Publié le 15 novembre 2025 à 06h30. Des manifestants déguisés en personnages de Pokémon ont perturbé la conférence climatique de l’ONU à Belém, au Brésil, pour dénoncer le financement continu par le Japon de projets énergétiques polluants en Asie du Sud-Est.
- Des militants ont manifesté lors de la COP30, la conférence annuelle sur le climat, pour dénoncer le soutien financier du Japon aux énergies fossiles.
- Ils accusent le Japon de freiner la transition énergétique en Asie en investissant dans des projets de gaz naturel liquéfié et de charbon.
- Une étude révèle que la Banque japonaise pour la coopération internationale a octroyé des milliards de dollars de prêts pour des projets de charbon et de gaz entre 2016 et 2024.
La conférence sur le climat, connue sous le nom de COP30, s’est ouverte cette année à Belém, ville située en bordure de l’Amazonie brésilienne.
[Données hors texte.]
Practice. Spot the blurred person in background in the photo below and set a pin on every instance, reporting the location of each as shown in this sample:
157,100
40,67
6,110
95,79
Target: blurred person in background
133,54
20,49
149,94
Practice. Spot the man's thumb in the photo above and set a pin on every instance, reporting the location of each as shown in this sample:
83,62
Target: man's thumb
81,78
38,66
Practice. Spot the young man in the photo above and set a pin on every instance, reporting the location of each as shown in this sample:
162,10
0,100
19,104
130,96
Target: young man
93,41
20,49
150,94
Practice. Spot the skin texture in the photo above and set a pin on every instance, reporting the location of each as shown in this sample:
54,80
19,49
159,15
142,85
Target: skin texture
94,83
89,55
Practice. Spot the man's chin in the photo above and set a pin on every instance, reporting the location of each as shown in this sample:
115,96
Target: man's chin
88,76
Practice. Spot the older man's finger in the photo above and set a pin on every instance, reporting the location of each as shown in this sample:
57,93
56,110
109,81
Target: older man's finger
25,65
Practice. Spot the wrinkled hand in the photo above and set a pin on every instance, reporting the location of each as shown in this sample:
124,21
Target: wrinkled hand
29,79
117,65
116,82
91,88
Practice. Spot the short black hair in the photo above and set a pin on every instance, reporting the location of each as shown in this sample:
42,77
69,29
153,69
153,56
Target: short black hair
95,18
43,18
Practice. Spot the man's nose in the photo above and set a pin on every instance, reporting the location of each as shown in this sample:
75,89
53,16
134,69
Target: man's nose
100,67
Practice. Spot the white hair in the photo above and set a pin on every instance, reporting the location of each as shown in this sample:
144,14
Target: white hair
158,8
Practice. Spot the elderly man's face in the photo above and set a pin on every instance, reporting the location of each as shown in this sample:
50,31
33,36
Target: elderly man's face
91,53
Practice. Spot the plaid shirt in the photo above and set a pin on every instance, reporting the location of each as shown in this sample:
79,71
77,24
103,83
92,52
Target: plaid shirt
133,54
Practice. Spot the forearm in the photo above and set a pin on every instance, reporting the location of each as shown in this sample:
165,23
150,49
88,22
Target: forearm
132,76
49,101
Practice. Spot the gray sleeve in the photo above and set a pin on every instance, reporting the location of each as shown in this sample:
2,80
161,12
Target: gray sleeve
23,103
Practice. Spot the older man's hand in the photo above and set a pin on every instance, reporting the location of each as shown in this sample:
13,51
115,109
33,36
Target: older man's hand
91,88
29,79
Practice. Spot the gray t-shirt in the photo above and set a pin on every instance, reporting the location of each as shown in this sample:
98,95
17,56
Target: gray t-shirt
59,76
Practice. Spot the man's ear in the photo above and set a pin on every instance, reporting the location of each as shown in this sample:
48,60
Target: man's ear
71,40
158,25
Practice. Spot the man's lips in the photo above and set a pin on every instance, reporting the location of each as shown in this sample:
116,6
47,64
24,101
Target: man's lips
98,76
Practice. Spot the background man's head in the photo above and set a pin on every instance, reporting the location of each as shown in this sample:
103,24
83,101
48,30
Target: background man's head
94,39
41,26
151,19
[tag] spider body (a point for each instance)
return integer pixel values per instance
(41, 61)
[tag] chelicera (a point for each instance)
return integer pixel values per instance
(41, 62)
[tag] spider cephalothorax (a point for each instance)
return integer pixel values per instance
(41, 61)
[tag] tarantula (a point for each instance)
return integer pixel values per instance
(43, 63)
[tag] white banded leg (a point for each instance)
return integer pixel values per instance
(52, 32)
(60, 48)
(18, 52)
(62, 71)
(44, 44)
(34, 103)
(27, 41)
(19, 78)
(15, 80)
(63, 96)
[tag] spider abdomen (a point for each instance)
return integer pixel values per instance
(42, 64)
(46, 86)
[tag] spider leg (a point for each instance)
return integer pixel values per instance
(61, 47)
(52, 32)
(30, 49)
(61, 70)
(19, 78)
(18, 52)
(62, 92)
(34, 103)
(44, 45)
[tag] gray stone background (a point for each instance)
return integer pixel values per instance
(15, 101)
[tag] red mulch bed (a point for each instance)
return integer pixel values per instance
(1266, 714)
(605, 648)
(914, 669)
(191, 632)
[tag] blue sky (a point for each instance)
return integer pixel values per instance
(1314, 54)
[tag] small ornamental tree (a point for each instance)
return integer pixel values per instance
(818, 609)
La première journée thématique était consacrée à l’énergie, ce qui a servi de toile de fond à la manifestation organisée par le collectif “Stop Japan’s Dirty Energy Plans”. L’action visait à attirer l’attention sur le rôle du Japon dans le financement de projets énergétiques controversés dans des pays comme la Thaïlande, la Malaisie, l’Indonésie et les Philippines.
Les manifestants estiment que le Japon, qui se présente souvent comme un leader en matière de décarbonation en Asie et joue un rôle important dans les négociations climatiques internationales, adopte une politique incohérente en continuant à financer des infrastructures liées aux combustibles fossiles.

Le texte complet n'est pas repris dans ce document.